Тенишевец, что уж тут. Старая школа. Дворянская кость.
* * *И несколько слов о моем дебюте в роли оратора. Все те же 70-е, вторая половина, и меня, молодого в ту пору критика, в составе большой писательской делегации отправляют в Душанбе, на Дни советской литературы (бывали тогда такие) в Таджикистане. Парадом командует Анатолий Алексин[282], и первые дни в Душанбе выступать мы должны почти беспрестанно. То театр, то университет, то, с вашего разрешения, воинская часть. Поэту что, прочитал стихотворение – и собирай букеты. А критику надо слова говорить, понимая, что тебя будут пережидать как скучный номер между двумя экспрессивными.
Я написал и даже, по-моему, заучил текст первого выступления. Вымучил другой, а дальше-то как? И тут подзывает меня к себе многоопытный лис Анатолий Георгиевич: «Сережа, да не мучайте вы себя! Придумали одну речь – и крутите ее в разных местах как пластинку». – «Да мне же, – мямлю, – перед вами неудобно одно и то же…». – «Ничего, – переходя на ты, прерывает он меня. – Мы потерпим. Ты же ведь нас терпишь?»
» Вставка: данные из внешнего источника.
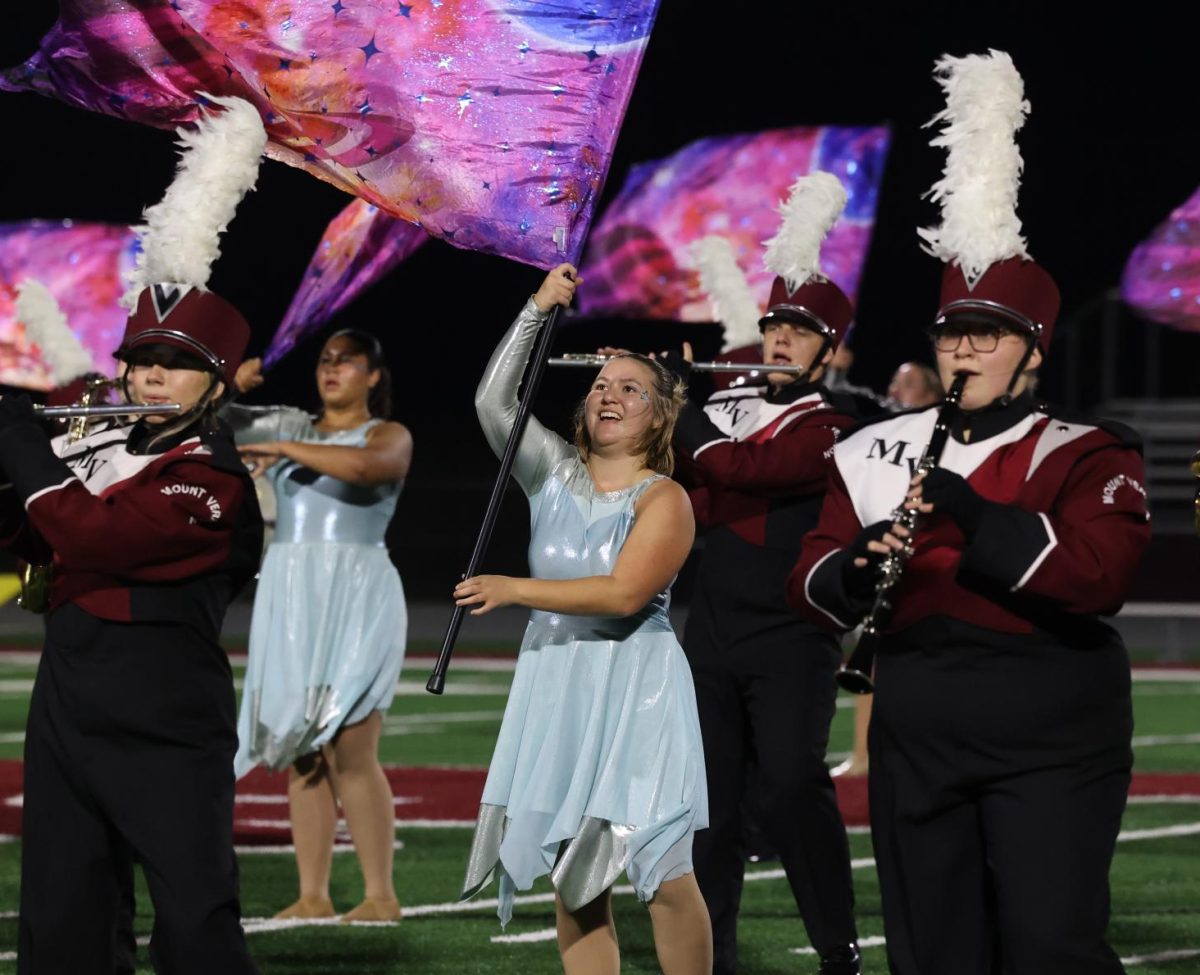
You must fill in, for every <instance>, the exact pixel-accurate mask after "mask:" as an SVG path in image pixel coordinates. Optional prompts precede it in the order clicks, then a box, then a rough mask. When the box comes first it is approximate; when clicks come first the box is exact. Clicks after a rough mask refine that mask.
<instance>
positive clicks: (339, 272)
mask: <svg viewBox="0 0 1200 975" xmlns="http://www.w3.org/2000/svg"><path fill="white" fill-rule="evenodd" d="M426 240H428V235H427V234H426V233H425V232H424V231H422V229H421V228H420V227H418V226H415V225H413V223H406V222H404V221H402V220H397V219H396V217H394V216H390V215H388V214H385V213H384V211H383V210H380V209H379V208H378V207H372V205H371V204H370V203H364V202H362V201H361V199H355V201H354V202H353V203H350V205H349V207H347V208H346V209H344V210H342V213H340V214H338V215H337V216H335V217H334V219H332V220H331V221H330V222H329V227H326V228H325V233H324V235H323V237H322V238H320V243H319V244H318V245H317V251H316V253H313V256H312V261H310V262H308V269H307V270H306V271H305V275H304V280H302V281H301V282H300V288H299V291H296V294H295V297H294V298H293V299H292V304H290V305H289V306H288V311H287V315H284V316H283V322H282V323H281V324H280V327H278V329H277V330H276V333H275V337H274V339H271V343H270V346H269V347H268V349H266V352H265V353H263V364H264V365H266V366H271V365H274V364H275V363H277V361H278V360H280V359H282V358H283V357H284V355H286V354H287V353H288V352H289V351H290V349H292V348H293V347H294V346H295V345H296V342H299V341H300V340H301V339H304V337H305V336H306V335H310V334H311V333H313V331H316V330H317V329H318V328H320V327H322V325H323V324H324V323H325V322H328V321H329V319H330V318H332V317H334V315H336V313H337V312H338V311H341V310H342V309H344V307H346V306H347V305H349V304H350V303H352V301H353V300H354V299H355V298H358V297H359V295H360V294H361V293H362V292H365V291H366V289H367V288H370V287H371V286H372V285H373V283H376V281H378V280H379V279H382V277H383V276H384V275H386V274H388V273H389V271H390V270H392V268H395V267H396V265H397V264H400V262H402V261H403V259H404V258H406V257H408V256H409V255H410V253H412V252H413V251H415V250H416V249H418V247H420V246H421V244H424V243H425V241H426Z"/></svg>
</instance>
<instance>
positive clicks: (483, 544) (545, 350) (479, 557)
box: [425, 305, 562, 694]
mask: <svg viewBox="0 0 1200 975" xmlns="http://www.w3.org/2000/svg"><path fill="white" fill-rule="evenodd" d="M560 307H562V305H554V307H553V309H552V310H551V312H550V318H547V319H546V324H544V325H542V327H541V333H540V334H539V335H538V343H536V345H535V346H534V348H533V354H532V355H530V357H529V365H528V367H527V369H526V375H524V379H523V381H522V383H521V389H522V394H521V401H520V403H518V405H517V415H516V418H515V419H514V421H512V432H510V433H509V442H508V443H506V444H505V445H504V456H503V457H500V469H499V473H497V475H496V484H493V485H492V496H491V498H488V501H487V510H486V512H485V513H484V524H482V525H481V526H480V528H479V537H478V538H476V539H475V548H474V550H473V551H472V554H470V561H469V562H468V563H467V572H464V573H463V576H462V578H463V579H470V578H472V576H473V575H478V574H479V567H480V563H482V561H484V556H485V555H486V554H487V546H488V544H490V543H491V540H492V532H493V531H494V528H496V519H497V518H498V516H499V514H500V503H502V502H503V501H504V489H505V488H506V486H508V483H509V474H511V473H512V463H514V461H515V460H516V456H517V447H518V445H520V443H521V437H522V436H523V435H524V429H526V424H527V423H528V421H529V411H530V409H532V408H533V401H534V400H535V399H536V396H538V387H540V385H541V377H542V373H544V372H545V371H546V361H547V360H548V358H550V343H551V341H552V339H553V334H554V325H556V324H558V311H559V309H560ZM463 612H464V609H463V608H462V606H457V605H456V606H455V608H454V614H452V615H451V616H450V624H449V626H448V627H446V635H445V639H444V640H443V641H442V651H440V652H439V653H438V660H437V663H436V664H434V665H433V672H432V674H431V675H430V680H428V681H426V682H425V689H426V690H428V692H430V693H431V694H440V693H442V692H443V690H444V689H445V683H446V671H448V670H449V669H450V657H451V656H452V654H454V645H455V640H457V639H458V628H460V627H461V626H462V615H463Z"/></svg>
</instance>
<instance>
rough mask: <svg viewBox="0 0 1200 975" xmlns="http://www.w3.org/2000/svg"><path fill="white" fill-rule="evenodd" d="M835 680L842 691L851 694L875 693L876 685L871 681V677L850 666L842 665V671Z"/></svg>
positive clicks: (834, 675) (866, 693)
mask: <svg viewBox="0 0 1200 975" xmlns="http://www.w3.org/2000/svg"><path fill="white" fill-rule="evenodd" d="M834 680H835V681H838V687H840V688H841V689H842V690H848V692H850V693H851V694H874V693H875V683H874V682H872V681H871V677H870V675H868V674H864V672H863V671H862V670H858V669H857V668H853V666H850V665H848V664H842V665H841V669H839V671H838V672H836V674H835V675H834Z"/></svg>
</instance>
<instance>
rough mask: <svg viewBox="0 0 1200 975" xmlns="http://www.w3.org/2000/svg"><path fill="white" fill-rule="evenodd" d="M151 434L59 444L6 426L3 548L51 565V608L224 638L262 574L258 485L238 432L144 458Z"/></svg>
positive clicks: (195, 439) (87, 439)
mask: <svg viewBox="0 0 1200 975" xmlns="http://www.w3.org/2000/svg"><path fill="white" fill-rule="evenodd" d="M151 432H152V430H151V429H150V427H148V425H145V424H140V423H139V424H134V425H132V426H113V427H109V429H104V430H101V431H97V432H94V433H91V435H90V436H88V437H85V438H83V439H80V441H78V442H76V443H72V444H66V443H65V441H64V438H61V437H60V438H58V439H56V441H54V442H53V444H52V443H49V442H48V441H47V438H46V436H44V435H43V433H42V432H41V430H40V429H37V427H36V426H35V425H32V424H20V425H17V426H14V427H10V429H8V430H6V431H5V435H4V471H5V473H6V475H7V479H8V480H10V481H11V484H7V485H5V486H4V488H2V489H0V545H4V548H7V549H10V550H11V551H13V552H16V554H17V555H18V556H20V557H23V558H25V560H28V561H31V562H47V561H53V564H54V582H53V587H52V599H50V611H52V612H53V610H54V609H55V608H58V606H60V605H62V604H65V603H74V604H76V605H78V606H79V608H80V609H84V610H86V611H88V612H89V614H91V615H92V616H96V617H98V618H101V620H110V621H119V622H127V621H137V622H151V621H161V622H174V623H190V624H192V626H196V627H197V628H198V629H200V632H202V633H204V634H205V635H208V636H210V638H211V639H214V640H215V639H216V635H217V633H218V632H220V626H221V620H222V617H223V615H224V610H226V606H227V604H228V602H229V599H230V598H232V597H233V596H234V594H235V593H236V591H238V590H239V588H240V587H241V585H242V584H245V582H246V581H247V580H248V579H250V578H251V576H252V575H253V573H254V572H256V569H257V566H258V558H259V554H260V550H262V516H260V515H259V513H258V503H257V500H256V497H254V491H253V486H252V484H251V480H250V478H248V477H247V475H246V471H245V467H244V465H242V463H241V461H240V459H239V456H238V453H236V449H235V448H234V445H233V441H232V439H230V438H229V437H228V435H226V433H223V432H221V431H218V430H205V431H198V430H197V427H194V426H193V427H190V429H188V430H186V431H184V432H182V433H180V435H176V436H175V437H174V438H173V439H168V441H167V442H166V443H162V444H158V445H157V447H156V448H151V449H155V450H156V453H149V454H148V453H138V451H137V448H138V444H139V443H142V442H145V441H146V438H148V436H149V435H150V433H151ZM131 448H132V449H131ZM60 454H61V456H60Z"/></svg>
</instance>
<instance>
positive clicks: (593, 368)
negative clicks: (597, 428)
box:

Так бы оно и пошло, наверное, но тут делегация разделилась, чтобы ехать, как сейчас бы сказали, по регионам, и мы с прекрасным латышским поэтом Марисом Чаклайсом[283] на черной «волге» (литературу в республиках тогда очень уважали) тронулись в Курган-Тюбе. По дороге нам говорят, что выступление будет всего одно (это плюс) и состоится оно в женском учительском институте. Не успели мы понять, плюс это или минус, как нам шепчут, что девушки по-русски пока не очень.
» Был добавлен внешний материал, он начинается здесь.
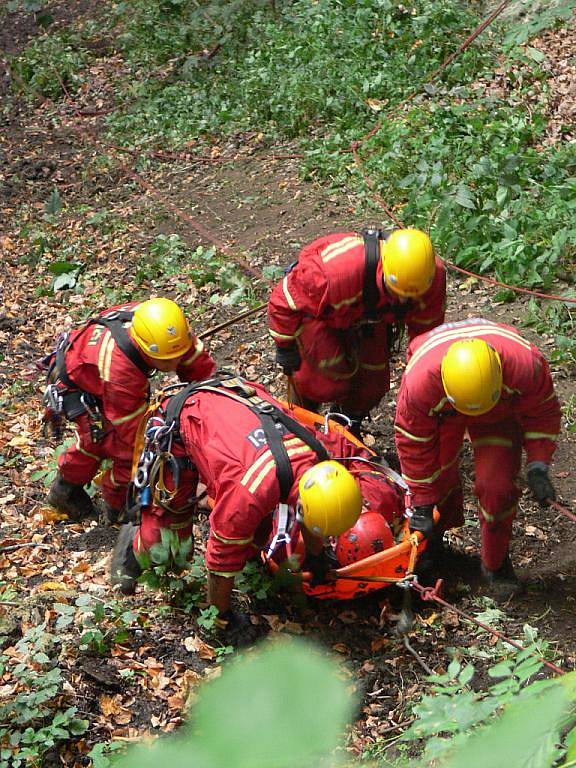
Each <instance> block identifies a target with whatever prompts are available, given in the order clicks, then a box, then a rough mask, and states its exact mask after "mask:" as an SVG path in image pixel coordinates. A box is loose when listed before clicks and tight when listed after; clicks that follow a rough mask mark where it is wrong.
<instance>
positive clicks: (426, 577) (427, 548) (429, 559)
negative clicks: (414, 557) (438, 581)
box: [414, 531, 444, 586]
mask: <svg viewBox="0 0 576 768" xmlns="http://www.w3.org/2000/svg"><path fill="white" fill-rule="evenodd" d="M443 554H444V534H443V533H440V532H437V531H435V532H434V533H433V534H432V536H430V538H429V539H428V543H427V545H426V549H425V550H424V552H422V554H421V555H420V556H419V558H418V561H417V563H416V568H415V569H414V570H415V572H416V575H417V576H418V581H419V582H420V583H421V584H422V585H423V586H433V585H434V584H435V583H436V580H437V579H438V578H439V576H440V573H441V571H442V558H443Z"/></svg>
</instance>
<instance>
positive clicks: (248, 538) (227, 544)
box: [210, 529, 254, 547]
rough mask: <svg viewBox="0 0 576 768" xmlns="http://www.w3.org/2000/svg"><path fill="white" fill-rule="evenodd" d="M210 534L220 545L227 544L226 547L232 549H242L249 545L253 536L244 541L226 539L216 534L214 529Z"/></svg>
mask: <svg viewBox="0 0 576 768" xmlns="http://www.w3.org/2000/svg"><path fill="white" fill-rule="evenodd" d="M210 533H211V534H212V536H213V537H214V538H215V539H216V540H217V541H219V542H220V543H221V544H227V545H228V546H232V547H244V546H246V544H251V543H252V541H253V539H254V537H253V536H249V537H248V538H244V539H228V538H226V537H225V536H220V534H218V533H216V531H215V530H214V529H212V530H211V531H210Z"/></svg>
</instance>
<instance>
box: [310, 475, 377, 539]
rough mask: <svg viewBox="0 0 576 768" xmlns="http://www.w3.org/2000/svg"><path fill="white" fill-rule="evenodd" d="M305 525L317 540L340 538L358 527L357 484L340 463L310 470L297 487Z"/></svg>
mask: <svg viewBox="0 0 576 768" xmlns="http://www.w3.org/2000/svg"><path fill="white" fill-rule="evenodd" d="M298 490H299V491H300V504H301V515H302V523H303V525H304V527H305V528H306V529H307V530H309V531H310V532H311V533H313V534H315V535H316V536H339V535H340V534H341V533H344V531H347V530H348V529H349V528H352V526H353V525H355V524H356V521H357V520H358V517H359V515H360V512H361V510H362V496H361V494H360V489H359V488H358V484H357V483H356V480H354V478H353V477H352V475H351V474H350V472H348V470H347V469H346V467H343V466H342V464H339V463H338V462H337V461H321V462H320V463H319V464H316V465H315V466H314V467H310V469H307V470H306V472H304V474H303V475H302V477H301V478H300V482H299V484H298Z"/></svg>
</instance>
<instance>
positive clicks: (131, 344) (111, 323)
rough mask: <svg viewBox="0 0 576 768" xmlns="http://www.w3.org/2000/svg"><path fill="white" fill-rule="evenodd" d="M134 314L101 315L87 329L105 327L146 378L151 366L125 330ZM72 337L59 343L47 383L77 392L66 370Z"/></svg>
mask: <svg viewBox="0 0 576 768" xmlns="http://www.w3.org/2000/svg"><path fill="white" fill-rule="evenodd" d="M133 317H134V312H131V311H128V310H117V311H116V310H114V311H113V312H108V313H107V314H106V315H99V316H97V317H92V318H90V319H89V320H88V322H87V323H86V326H85V327H88V326H90V325H103V326H104V327H105V328H106V329H107V330H109V331H110V333H111V335H112V338H113V339H114V341H115V342H116V344H117V345H118V348H119V349H120V351H121V352H122V353H123V354H124V355H125V356H126V357H127V358H128V359H129V360H130V362H131V363H134V365H135V366H136V367H137V368H138V369H139V370H140V371H141V372H142V373H143V374H144V375H145V376H146V377H148V376H149V375H150V366H149V365H147V364H146V363H145V362H144V359H143V358H142V356H141V355H140V354H139V353H138V350H137V349H136V347H135V346H134V344H132V342H131V341H130V337H129V335H128V332H127V331H126V329H125V328H124V323H129V322H131V320H132V318H133ZM70 345H71V342H70V336H69V334H68V333H66V334H65V335H64V336H63V337H62V338H61V339H60V341H59V342H58V344H57V346H56V350H55V352H54V356H53V363H52V364H51V365H50V367H49V369H48V374H47V381H48V382H50V381H52V382H53V383H56V382H57V381H60V382H61V383H62V384H63V385H64V386H65V387H66V388H67V389H71V390H77V389H78V387H77V386H76V384H75V383H74V382H73V381H72V379H71V378H70V376H69V375H68V370H67V368H66V354H67V353H68V350H69V349H70Z"/></svg>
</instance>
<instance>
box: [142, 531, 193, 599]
mask: <svg viewBox="0 0 576 768" xmlns="http://www.w3.org/2000/svg"><path fill="white" fill-rule="evenodd" d="M160 536H161V541H160V542H158V543H157V544H154V546H152V547H151V549H150V552H141V553H140V554H139V555H138V562H139V563H140V566H141V568H142V571H143V572H142V575H141V577H140V579H139V581H140V583H142V584H145V585H146V586H147V587H149V588H150V589H158V590H161V591H162V592H164V593H165V594H166V595H167V597H168V599H169V600H170V602H171V603H172V604H173V605H177V606H178V607H180V608H182V609H183V610H186V611H190V612H192V611H194V610H196V608H197V604H198V603H199V602H202V601H204V600H205V599H206V596H205V585H206V569H205V566H204V562H203V558H202V556H201V555H200V554H196V555H194V556H192V552H193V548H194V540H193V539H192V538H186V539H180V537H179V536H178V534H177V533H176V532H175V531H169V530H167V529H163V530H161V531H160Z"/></svg>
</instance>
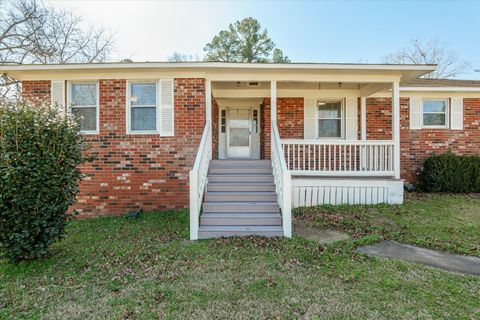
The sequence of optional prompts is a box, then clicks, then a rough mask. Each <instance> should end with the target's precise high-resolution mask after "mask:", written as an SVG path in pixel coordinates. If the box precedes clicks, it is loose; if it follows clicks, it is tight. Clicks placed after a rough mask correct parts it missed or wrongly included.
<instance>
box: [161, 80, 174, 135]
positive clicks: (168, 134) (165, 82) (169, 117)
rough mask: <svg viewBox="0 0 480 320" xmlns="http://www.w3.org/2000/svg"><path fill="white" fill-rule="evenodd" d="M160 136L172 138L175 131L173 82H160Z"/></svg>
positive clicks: (173, 90)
Но что ж теперь делать, если мы уже подъезжаем и если встречает нас уходящая вдаль красная ковровая дорожка, по обеим сторонам которой в беззвучном танце застыли очень красивые девушки в очень красивых полосатых платьях и необыкновенно уродливых у каждой, скажем так, туфельках. Пройти по этой дорожке надо, соответственно, в танце, и сюда бы джигита, а тут горячий латышский лирик и мирный московский критик. Поднимаемся на сцену мгновенно наполняющегося зала, и я, стыдно признаться, выталкиваю вперед безответного Мариса. Хотя… ему-то что, прочел стихотворение на латышском языке – аплодисменты. Вот и мой выход. Так что стою я у микрофона и понимаю, что все слова здесь бессильны. Нужен ударный номер, и я начинаю:
Пока свободою горим,Пока сердца для чести живы…
Господи, нигде мне потом так не хлопали, никогда зал не вставал в таком едином порыве, как в женском учительском институте города Курган-Тюбе!..
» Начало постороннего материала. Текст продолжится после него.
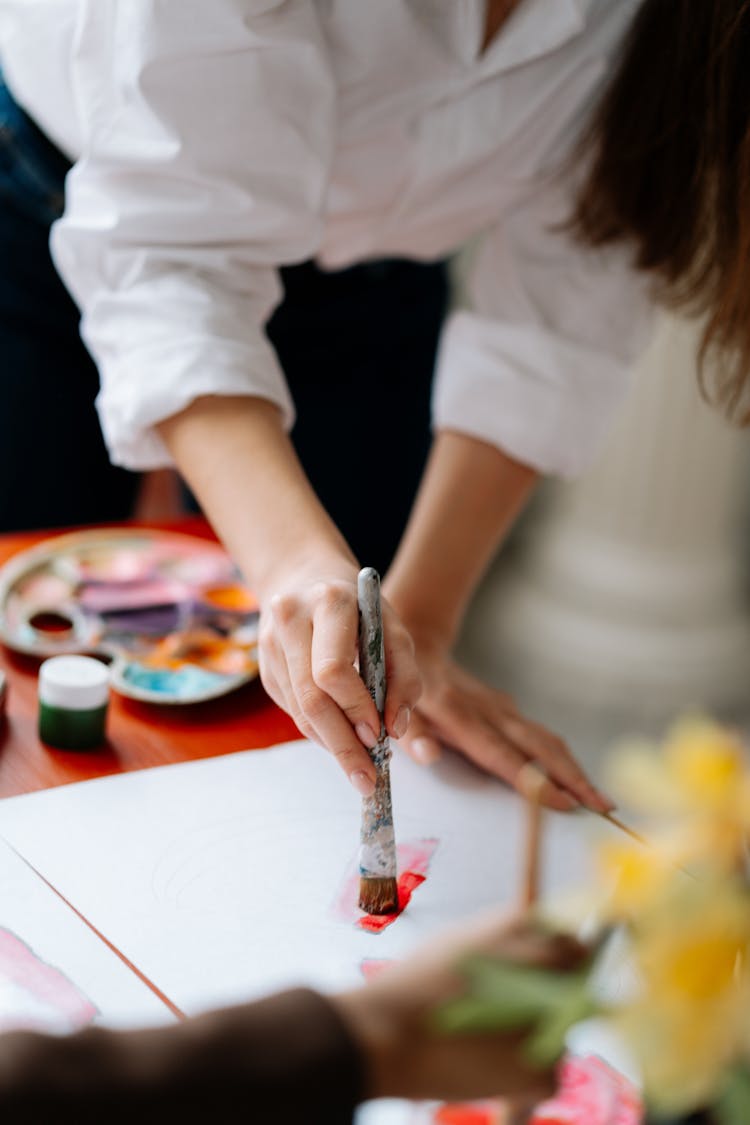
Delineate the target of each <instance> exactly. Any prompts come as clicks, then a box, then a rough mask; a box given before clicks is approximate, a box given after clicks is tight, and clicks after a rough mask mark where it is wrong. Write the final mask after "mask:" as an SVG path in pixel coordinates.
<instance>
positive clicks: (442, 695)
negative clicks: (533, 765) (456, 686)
mask: <svg viewBox="0 0 750 1125" xmlns="http://www.w3.org/2000/svg"><path fill="white" fill-rule="evenodd" d="M482 691H485V688H484V687H482ZM486 691H489V688H487V690H486ZM488 702H489V703H494V704H495V706H494V708H493V706H489V705H488ZM487 714H489V718H488V717H487ZM513 715H514V717H515V712H513ZM431 718H432V719H433V720H434V722H435V726H436V727H439V729H440V732H441V736H442V737H443V739H444V740H445V741H446V742H449V744H450V745H452V746H455V747H458V748H459V749H460V750H461V751H462V753H463V754H464V755H466V757H468V758H470V759H471V760H472V762H473V763H475V764H476V765H478V766H479V767H480V768H481V769H485V771H486V772H487V773H490V774H494V775H495V776H496V777H501V778H503V781H506V782H508V784H510V785H513V786H514V787H517V785H518V778H519V775H521V772H522V769H523V767H524V766H525V765H526V763H527V762H528V758H530V755H528V754H525V753H524V751H523V750H522V749H521V748H519V747H518V746H517V745H516V744H515V742H514V741H513V740H512V739H510V738H508V737H507V735H506V733H505V729H504V727H505V722H506V718H507V715H506V713H505V712H503V711H498V708H497V705H496V701H495V700H489V701H488V700H487V699H484V697H482V695H480V694H479V693H478V692H470V693H467V692H466V691H461V690H457V688H450V690H445V691H443V693H442V697H441V700H440V702H439V703H437V706H436V708H435V711H434V712H432V713H431ZM540 801H541V803H542V804H545V805H546V807H548V808H550V809H558V810H559V811H562V812H569V811H570V810H572V809H575V808H577V807H578V803H579V802H578V800H577V799H576V798H575V796H572V795H571V794H570V793H569V792H568V791H567V790H566V789H564V787H563V786H560V785H558V784H557V783H555V781H553V780H551V778H548V780H546V781H545V782H544V785H543V786H542V787H541V790H540Z"/></svg>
* * *А вот эту новеллу я могу публиковать только с пометкой 18+. Дело, напомню, происходит в 70-е, в Курган-Тюбе, вернее, в ресторанчике за городом, куда после триумфа в женском учительском институте нас с Марксом Чаклайсом вывезли поужинать. Принимающая сторона – первый секретарь обкома комсомола и второй секретарь, но по идеологии, обкома партии – настроена по отношению к нам исключительно доброжелательно: подливают, подкладывают, восторгаются нашими несравненными дарованиями.